Jedi Droid Wields Lightsaber in Student Robotics Project
|
|
CREDIT: Stanford University |
What was the coolest thing you did in college? Make it onto the Jumbotron during a football game? Organize the highest-grossing sorority charity fund raiser? Fit 12 people into a phone booth? Unless you also designed lightsaber-armed fighting robots, the students in Stanford's "Experimental Robotics" class have you beat.
The students ended their three and a half week class projects designed to show off the range of uses for robot arms . One group of students created an arm programmed to make hamburgers. Another transformed an arm into a painter by adding an LED light and a time-lapse camera. A third group created the Jedi arm seen in the video below.
Granted, the arm doesn't exactly wield its elegant weapon with the lethal grace expected from a knight of the Old Republic. But for a month-old robot arm designed by some college students, the Force is pretty strong with this one.
To create an arm that reacts to a human opponent, the students wired the robot to a hacked Microsoft Kinect . The color of the lightsaber, which in the movies denotes the good or evil intentions of the character with the sword, serves a practical purpose for the robot. The Kinect isolates the color of the lightsaber from the background of its field of vision, allowing it to precisely track the motion of the human it fights with.

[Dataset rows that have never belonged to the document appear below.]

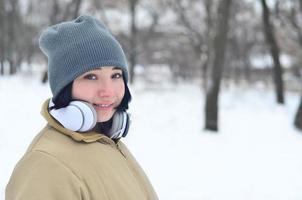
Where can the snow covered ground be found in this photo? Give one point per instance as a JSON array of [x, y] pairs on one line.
[[257, 155]]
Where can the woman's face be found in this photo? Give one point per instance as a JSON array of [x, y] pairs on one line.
[[104, 88]]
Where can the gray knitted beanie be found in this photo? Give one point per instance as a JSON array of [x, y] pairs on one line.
[[78, 46]]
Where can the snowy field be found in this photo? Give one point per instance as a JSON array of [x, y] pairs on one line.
[[257, 155]]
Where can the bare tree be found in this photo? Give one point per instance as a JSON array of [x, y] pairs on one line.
[[133, 39], [2, 36], [298, 117], [217, 62], [275, 52]]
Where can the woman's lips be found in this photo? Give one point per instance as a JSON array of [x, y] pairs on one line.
[[103, 106]]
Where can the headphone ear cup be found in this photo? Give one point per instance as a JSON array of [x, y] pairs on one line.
[[77, 116], [89, 115]]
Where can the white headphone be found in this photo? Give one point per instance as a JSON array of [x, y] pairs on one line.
[[80, 116]]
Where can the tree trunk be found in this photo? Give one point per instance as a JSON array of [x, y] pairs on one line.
[[217, 61], [2, 36], [298, 117], [274, 50], [133, 40]]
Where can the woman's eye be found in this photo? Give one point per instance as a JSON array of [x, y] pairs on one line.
[[90, 77], [116, 75]]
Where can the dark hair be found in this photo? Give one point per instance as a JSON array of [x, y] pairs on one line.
[[64, 98]]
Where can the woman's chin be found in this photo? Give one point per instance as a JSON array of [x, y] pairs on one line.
[[104, 118]]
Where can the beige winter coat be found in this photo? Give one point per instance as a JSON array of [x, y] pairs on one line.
[[65, 165]]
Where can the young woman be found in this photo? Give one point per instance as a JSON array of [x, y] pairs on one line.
[[79, 154]]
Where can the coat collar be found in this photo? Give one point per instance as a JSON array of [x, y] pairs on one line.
[[88, 137]]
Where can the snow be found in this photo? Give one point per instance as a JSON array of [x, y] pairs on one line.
[[256, 155]]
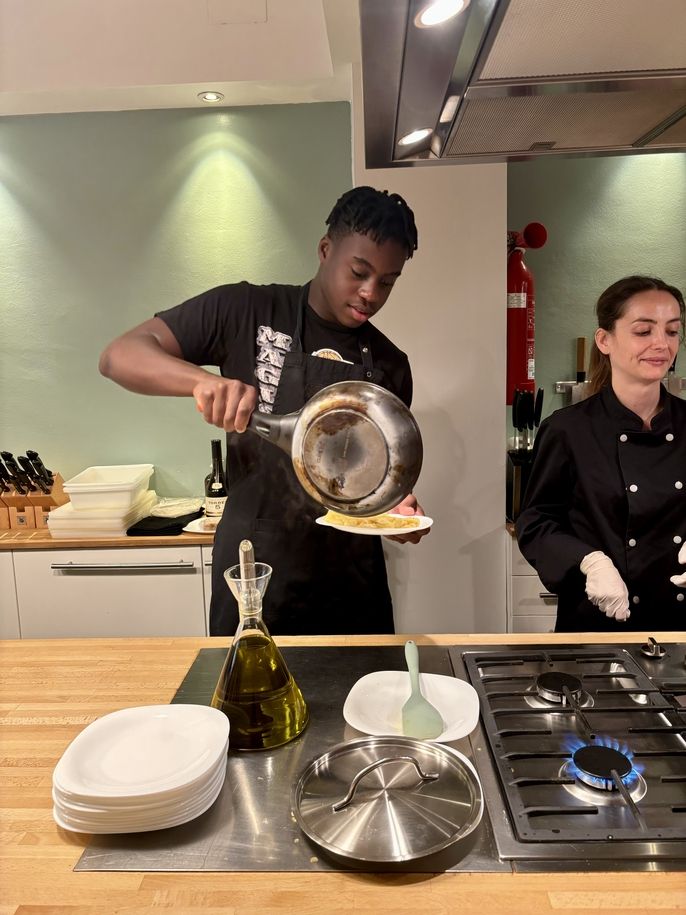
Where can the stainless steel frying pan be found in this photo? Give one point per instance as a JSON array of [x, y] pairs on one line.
[[355, 447]]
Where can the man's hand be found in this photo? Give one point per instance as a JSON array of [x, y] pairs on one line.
[[680, 580], [604, 585], [225, 402], [409, 506]]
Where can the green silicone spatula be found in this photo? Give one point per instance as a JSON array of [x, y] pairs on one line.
[[419, 717]]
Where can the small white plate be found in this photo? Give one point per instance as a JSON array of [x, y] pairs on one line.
[[197, 526], [374, 704], [424, 522]]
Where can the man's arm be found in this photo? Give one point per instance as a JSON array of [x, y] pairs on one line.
[[148, 360]]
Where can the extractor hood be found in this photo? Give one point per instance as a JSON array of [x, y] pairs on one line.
[[510, 80]]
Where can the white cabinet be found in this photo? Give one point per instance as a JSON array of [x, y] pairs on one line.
[[129, 591], [530, 606], [9, 610]]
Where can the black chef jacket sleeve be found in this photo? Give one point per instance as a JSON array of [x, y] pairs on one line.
[[544, 534]]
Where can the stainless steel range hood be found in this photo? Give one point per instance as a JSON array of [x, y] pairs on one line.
[[511, 80]]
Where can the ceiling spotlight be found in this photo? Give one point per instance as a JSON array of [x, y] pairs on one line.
[[439, 11], [415, 136]]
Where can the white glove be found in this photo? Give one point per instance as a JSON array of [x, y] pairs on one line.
[[604, 585], [680, 580]]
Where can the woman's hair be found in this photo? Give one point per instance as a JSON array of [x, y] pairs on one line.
[[378, 214], [610, 307]]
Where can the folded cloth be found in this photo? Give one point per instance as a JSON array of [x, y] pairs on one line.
[[161, 527], [175, 508]]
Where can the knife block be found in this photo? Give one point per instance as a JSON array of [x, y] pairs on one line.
[[20, 511], [518, 469]]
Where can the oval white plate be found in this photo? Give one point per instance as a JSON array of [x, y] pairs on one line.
[[143, 750], [73, 825], [197, 526], [424, 522], [374, 704]]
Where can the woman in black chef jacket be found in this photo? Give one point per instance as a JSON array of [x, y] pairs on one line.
[[604, 514]]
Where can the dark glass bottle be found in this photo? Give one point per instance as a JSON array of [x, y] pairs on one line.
[[216, 490]]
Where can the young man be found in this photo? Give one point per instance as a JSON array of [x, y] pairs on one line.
[[276, 346]]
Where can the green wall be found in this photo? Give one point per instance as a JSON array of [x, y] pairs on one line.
[[606, 218], [106, 218]]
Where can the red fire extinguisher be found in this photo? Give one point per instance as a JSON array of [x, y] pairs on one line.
[[521, 306]]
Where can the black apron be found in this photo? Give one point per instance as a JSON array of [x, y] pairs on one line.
[[324, 581]]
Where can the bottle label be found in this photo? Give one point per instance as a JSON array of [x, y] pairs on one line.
[[214, 506]]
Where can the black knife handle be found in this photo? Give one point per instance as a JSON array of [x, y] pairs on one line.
[[47, 475], [18, 476], [515, 410], [32, 473], [538, 408]]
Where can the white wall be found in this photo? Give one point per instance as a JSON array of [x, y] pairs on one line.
[[448, 313]]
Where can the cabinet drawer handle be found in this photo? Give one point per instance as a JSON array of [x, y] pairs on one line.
[[121, 567]]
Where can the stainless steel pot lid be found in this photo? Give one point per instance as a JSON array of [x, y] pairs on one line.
[[388, 799]]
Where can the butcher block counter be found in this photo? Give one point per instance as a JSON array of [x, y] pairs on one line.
[[51, 689], [40, 539]]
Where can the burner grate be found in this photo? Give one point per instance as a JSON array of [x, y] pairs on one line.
[[598, 753]]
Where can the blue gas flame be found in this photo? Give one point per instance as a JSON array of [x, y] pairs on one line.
[[574, 743]]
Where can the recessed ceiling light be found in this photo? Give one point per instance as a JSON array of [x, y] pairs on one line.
[[439, 11], [415, 136]]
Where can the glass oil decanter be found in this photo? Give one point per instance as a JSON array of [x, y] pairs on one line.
[[255, 689]]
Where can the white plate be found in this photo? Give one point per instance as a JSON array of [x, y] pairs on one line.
[[424, 522], [143, 751], [74, 825], [197, 526], [81, 817], [374, 704], [147, 803]]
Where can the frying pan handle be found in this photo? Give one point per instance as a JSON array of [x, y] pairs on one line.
[[275, 429], [425, 776]]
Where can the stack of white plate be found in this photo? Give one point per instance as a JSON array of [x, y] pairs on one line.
[[68, 522], [140, 769]]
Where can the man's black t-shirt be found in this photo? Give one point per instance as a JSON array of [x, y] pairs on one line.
[[246, 330]]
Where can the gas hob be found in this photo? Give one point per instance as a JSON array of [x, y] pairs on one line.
[[582, 753]]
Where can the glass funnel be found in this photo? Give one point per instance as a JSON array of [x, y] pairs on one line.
[[255, 688]]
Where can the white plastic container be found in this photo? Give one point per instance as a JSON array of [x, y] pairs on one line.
[[65, 521], [115, 486]]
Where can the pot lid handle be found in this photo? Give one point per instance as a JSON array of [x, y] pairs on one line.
[[425, 777]]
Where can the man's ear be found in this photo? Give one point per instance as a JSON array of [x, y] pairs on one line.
[[601, 341], [324, 248]]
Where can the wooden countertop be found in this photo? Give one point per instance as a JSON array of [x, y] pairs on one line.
[[51, 689], [15, 539]]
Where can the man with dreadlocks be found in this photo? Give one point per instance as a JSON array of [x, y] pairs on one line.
[[276, 346]]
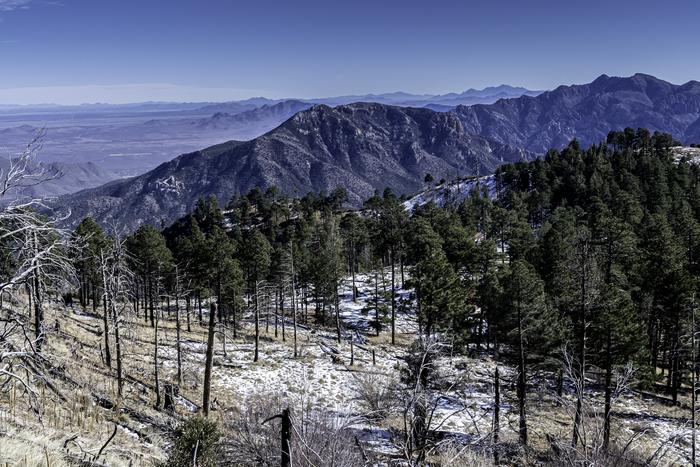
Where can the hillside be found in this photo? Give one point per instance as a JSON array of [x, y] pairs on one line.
[[588, 112], [59, 178], [360, 147]]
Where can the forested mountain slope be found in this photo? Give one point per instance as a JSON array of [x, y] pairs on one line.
[[359, 147], [588, 112]]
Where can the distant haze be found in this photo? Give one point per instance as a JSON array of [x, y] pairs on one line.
[[78, 51]]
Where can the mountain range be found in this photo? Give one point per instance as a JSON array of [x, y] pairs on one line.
[[588, 112], [362, 147], [368, 146], [57, 178]]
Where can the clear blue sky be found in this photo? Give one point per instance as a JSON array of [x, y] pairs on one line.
[[71, 51]]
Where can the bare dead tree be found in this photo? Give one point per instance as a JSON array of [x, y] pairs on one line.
[[36, 252], [588, 410], [118, 281]]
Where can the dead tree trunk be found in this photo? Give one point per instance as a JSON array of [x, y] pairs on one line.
[[155, 358], [496, 414], [209, 361], [393, 301], [521, 381], [257, 321], [177, 337]]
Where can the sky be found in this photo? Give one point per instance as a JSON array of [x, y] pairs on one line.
[[118, 51]]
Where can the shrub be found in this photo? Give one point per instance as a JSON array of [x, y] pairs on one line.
[[197, 440]]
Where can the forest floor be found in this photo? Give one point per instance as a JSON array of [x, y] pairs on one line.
[[78, 417]]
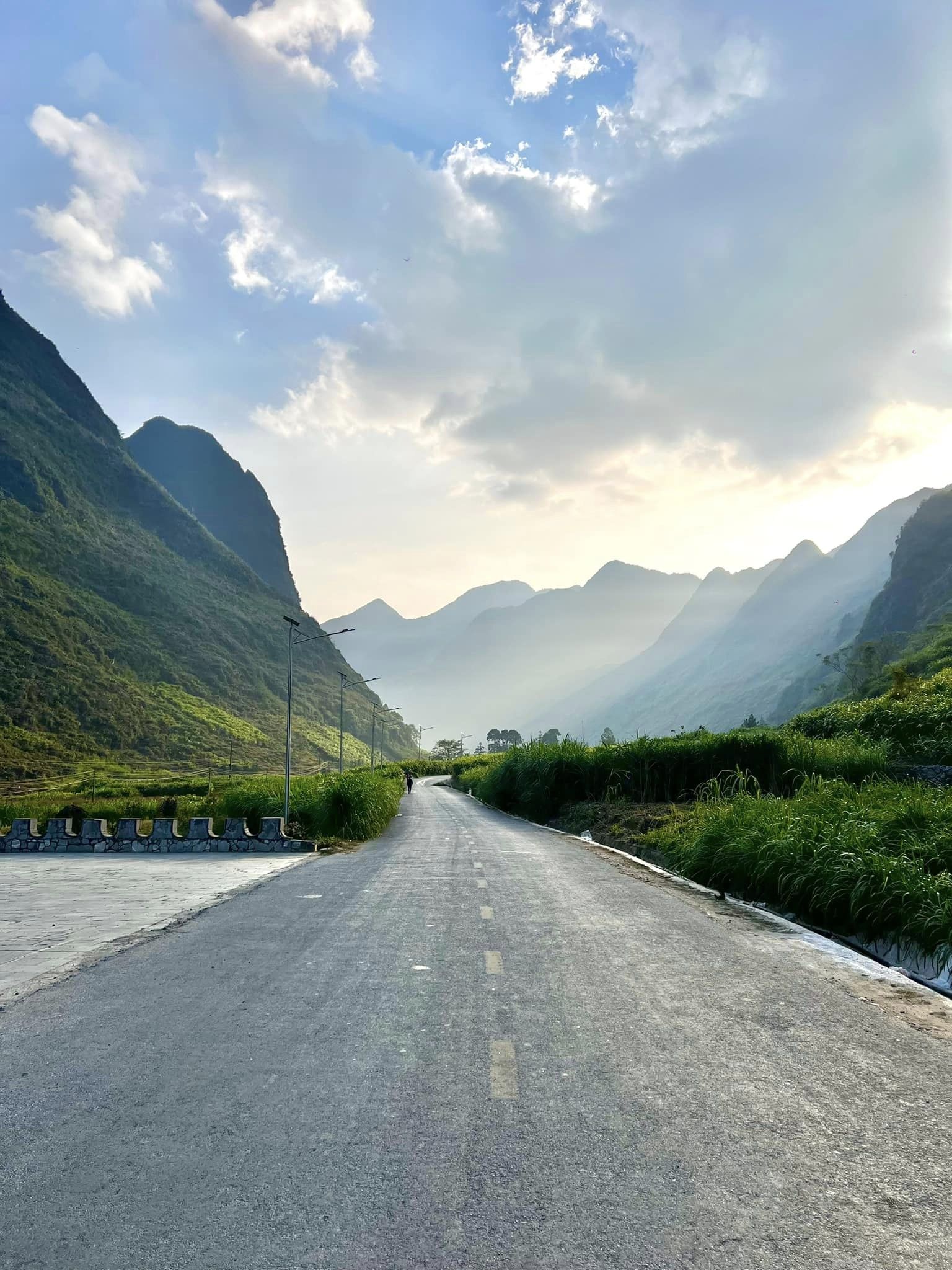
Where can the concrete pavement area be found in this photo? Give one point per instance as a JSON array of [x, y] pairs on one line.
[[60, 912], [474, 1044]]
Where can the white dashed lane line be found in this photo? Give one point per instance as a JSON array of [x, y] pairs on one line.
[[503, 1071]]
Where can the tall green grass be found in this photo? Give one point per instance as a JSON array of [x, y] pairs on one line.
[[355, 807], [874, 863], [913, 721], [537, 780]]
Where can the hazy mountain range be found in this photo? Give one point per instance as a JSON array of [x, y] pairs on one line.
[[143, 586], [633, 649], [127, 629], [229, 500]]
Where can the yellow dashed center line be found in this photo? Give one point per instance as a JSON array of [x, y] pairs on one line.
[[503, 1071]]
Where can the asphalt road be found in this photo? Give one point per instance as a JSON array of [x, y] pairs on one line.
[[470, 1044]]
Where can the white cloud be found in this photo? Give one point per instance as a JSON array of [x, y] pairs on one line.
[[568, 334], [265, 257], [362, 65], [88, 257], [291, 35], [90, 75], [685, 86], [540, 61]]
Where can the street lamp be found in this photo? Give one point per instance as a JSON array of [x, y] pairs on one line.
[[294, 638], [374, 728], [347, 683]]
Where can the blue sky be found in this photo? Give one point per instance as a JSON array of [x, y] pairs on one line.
[[491, 291]]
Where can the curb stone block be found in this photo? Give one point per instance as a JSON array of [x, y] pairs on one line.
[[165, 837]]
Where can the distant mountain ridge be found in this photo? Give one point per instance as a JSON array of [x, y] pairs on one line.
[[127, 630], [640, 651], [229, 500], [386, 643], [718, 598], [760, 659], [478, 662]]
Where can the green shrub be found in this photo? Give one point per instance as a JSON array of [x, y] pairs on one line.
[[356, 806], [353, 807], [537, 780], [873, 861], [914, 721]]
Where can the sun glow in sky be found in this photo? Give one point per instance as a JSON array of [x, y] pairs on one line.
[[488, 293]]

Other robots, like the burger flipping bot or an arm that sinks golf putts, relied more on their sense of touch than on visual stimuli. By mounting a pressure sensor near the base of the spatula or golf club, the students could train the robotic arm to handle these tasks with a deft touch.
Now just imagine what these kids could do if they got to play around with more than just an arm. Give them two feet, and the U.S. robot soccer team might bring home the real World Cup.